One of the major problems regarding the safety of autonomous cars is the number of different situations vehicles may encounter during even just a short drive.

“There are an almost infinite number of scenarios that can happen when you’re driving. A child could run out into the road; a sudden rain shower could transform driving conditions – anything can happen,” says Dr Stratis Kanarachos, a reader in dynamics and structures at FTC.

“In order to make autonomous vehicles safe, the number of scenarios we have to test is enormous. Real life testing of all of them is just not possible.

“We have to reduce this number of scenarios and we have to bring together advanced mathematical modelling and real-world data to ensure that these automated vehicles are safer than if humans were driving them. We’re using systems engineering to facilitate this.”

The research team working on one particular project – known as Trusted Intelligent Connected Autonomous Vehicle (TIC-IT) – hope their way of deriving and modelling these scenarios and testing through a combination of test track trials and simulation will become an international standard.

“There will be an international impact to this work,” adds Dr Kanarachos, “and once we have these simulated models of how automated vehicles act in particular scenarios, we will be able to build further trust in their operation.”

The TIC-IT consortium is being led by HORIBA MIRA, in partnership with Coventry University, and was announced by the government in October last year and started research in January.

It will include the UK’s first new high speed driverless car testing track which is planned for HORIBA MIRA’s proving ground, near Nuneaton.

Another FTC project involves a Digital CAV Proving Ground that will give researchers – collaborating with automotive companies – the opportunity to test how different vehicle subsystems interact and respond to particular scenarios.

It means they can assess the hardware of an autonomous vehicle but in a simulated environment.

The key is to identify quickly the cases in which the vehicle subsystems fail or malfunction before they are implemented on a vehicle and hit the road.

”We can look at the performance of the system when driving at night or how the vehicle adjusts the driving if there’s a sudden change in the weather conditions, or the road quality, “ adds Dr Kanarachos.

“With your normal car, the assumption is that the driver is in control.
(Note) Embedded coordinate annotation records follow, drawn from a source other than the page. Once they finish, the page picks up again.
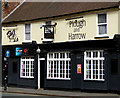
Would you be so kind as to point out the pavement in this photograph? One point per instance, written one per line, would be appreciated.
(58, 93)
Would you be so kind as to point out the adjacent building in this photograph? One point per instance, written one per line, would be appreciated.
(63, 45)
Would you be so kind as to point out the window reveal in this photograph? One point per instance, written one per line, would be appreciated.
(94, 65)
(102, 24)
(58, 65)
(27, 67)
(27, 31)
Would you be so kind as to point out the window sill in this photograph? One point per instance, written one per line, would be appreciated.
(94, 80)
(47, 39)
(98, 37)
(27, 41)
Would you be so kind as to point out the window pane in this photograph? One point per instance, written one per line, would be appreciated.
(94, 67)
(59, 65)
(27, 37)
(102, 29)
(101, 18)
(27, 31)
(27, 67)
(27, 27)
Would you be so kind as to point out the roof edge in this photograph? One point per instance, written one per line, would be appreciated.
(13, 10)
(60, 15)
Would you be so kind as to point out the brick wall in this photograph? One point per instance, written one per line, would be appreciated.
(7, 6)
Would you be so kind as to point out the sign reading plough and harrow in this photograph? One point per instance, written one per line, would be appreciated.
(77, 25)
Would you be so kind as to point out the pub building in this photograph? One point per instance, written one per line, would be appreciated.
(63, 45)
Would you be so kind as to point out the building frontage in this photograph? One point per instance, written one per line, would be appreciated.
(63, 45)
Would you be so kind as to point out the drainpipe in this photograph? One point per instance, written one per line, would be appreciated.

In an automated car, that’s not the case. The safety of the vehicle has to be tested and regulated even further.

“The problem with automated driving is that it’s based on artificial intelligence, and in every way we have to test how it will behave in unforeseen scenarios. Artificial Intelligence is heavily dependent on the data used during the training phase. Due to the fact that there are no prescribed rules to follow the AI behaviour to a certain extent is unpredictable.”

The fact that Coventry has access to this testing system and is involved in this major project means the university is a world leader in this field.

There are already some cars on the road with low levels of automation for driving at low speeds or in traffic congestion.

There’s even been a test of driverless vehicles on city centre streets in Coventry, right through the middle of the university campus – although there were drivers in the cars to take over control if necessary.

But there are still a lot of complex issues to explore and agreements needed on safety regulations.

“This is an opportunity for us as a university, our partners and the UK to make a difference in the safety of how these vehicles are rolled out,” adds Dr Kanarachos.

“Over the next few years there will be a lot of developments in this field, and we’ll be at the heart of it.”